On 21 September, as gilets jaunes (yellow vest) protesters assembled for their 45th consecutive weekly protest, and joined forces with the climate march, clashes erupted with the police in Paris. Amid the chaos, several tourists walking on the Champs-Elysées (who spoke English to the press but did not say where they were from) were violently sprayed with tear gas by the police despite repeated attempts to explain that they were simply trying to reach their car. One man told French TV: “He [the police officer] sprayed [tear gas] directly into our faces. After we said we were just walking toward the car. Directly into our faces.”
This scene has become increasingly common since the start of the yellow vest movement in November 2018: the authorities ban protests in a protected area (in this instance, the Champs-Elysées), protesters assemble there regardless in the name of their right to march, the police therefore have the right to respond with violence; and people inevitably get harmed, sometimes with life-changing injuries.
It’s not the first time passersby have suffered collateral damage: in Strasbourg a teenager lost an eye from a police rubber gun injury in January; in Marseille an elderly woman died of injuries caused by the same type of police weapon in December 2018. But this time, although far less dramatic, the damage was done to visiting foreigners. The French police certainly didn’t leave them with a nice memory of their Paris trip.
Despite the government’s careful presentation of France as an economically attractive country, the “birth nation of human rights” is fast losing its tourism appeal and radiance on the international stage, due in no small part to the recent deluge of images of police brutality.

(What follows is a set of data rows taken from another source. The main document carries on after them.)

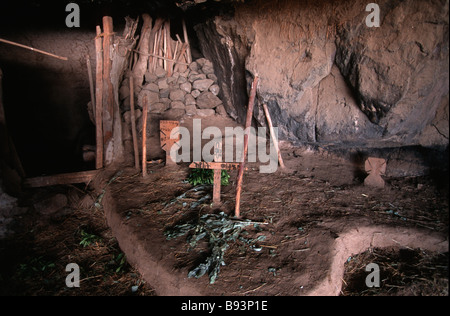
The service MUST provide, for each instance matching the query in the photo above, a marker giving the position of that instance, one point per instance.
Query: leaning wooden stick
(144, 137)
(91, 81)
(133, 125)
(33, 49)
(272, 135)
(186, 40)
(248, 123)
(99, 99)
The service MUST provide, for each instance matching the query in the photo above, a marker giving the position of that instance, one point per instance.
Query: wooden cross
(217, 166)
(375, 167)
(166, 128)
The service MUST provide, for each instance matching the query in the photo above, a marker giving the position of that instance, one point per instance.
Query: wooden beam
(33, 49)
(63, 178)
(272, 135)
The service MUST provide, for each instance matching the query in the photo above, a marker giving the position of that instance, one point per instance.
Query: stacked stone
(193, 92)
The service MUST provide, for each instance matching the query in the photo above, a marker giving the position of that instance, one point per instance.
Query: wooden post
(168, 52)
(217, 173)
(99, 99)
(141, 66)
(186, 40)
(166, 128)
(144, 137)
(248, 123)
(272, 135)
(108, 91)
(91, 81)
(133, 125)
(217, 167)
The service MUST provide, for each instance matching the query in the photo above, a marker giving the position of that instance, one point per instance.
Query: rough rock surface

Paris, specifically, where police-protester confrontations have been most violent, has been damaged: tourism in the region has slowed since the start of the yellow vest movement and the city has fallen six ranks in the Economist’s 2019 Global Liveability Index, which noted: “Paris in France is the highest-ranked city to have seen a deterioration in its stability score, owing to the ongoing anti-government gilets jaunes protests that began in late 2018.”
Even the American singer Iggy Pop, who recently played in Paris, has referenced the violent escalation in French law enforcement. He told French media that he had followed “what is happening with the police” over the controversial death of Steve Maia Caniço, who drowned in Nantes in June after a police charge. “More and more, we see that political leaders refuse dialogue,” he said. Not exactly Macron-approved PR.
Despite violent episodes, 15,000 climate activists marched in Paris on 21 September, calling on disparate protest groups to join forces. By repressing climate marches with the same brutality they demonstrated towards the yellow vests, the French police will only reinforce cooperation between the movements. President Macron attracted global praise with his promise to “Make the planet great again” and drew business interest with his call to “Choose France”. But as the French police become the only European force to shower tourists, climate activists and protesters with tear gas, both his slogans seem to be falling apart.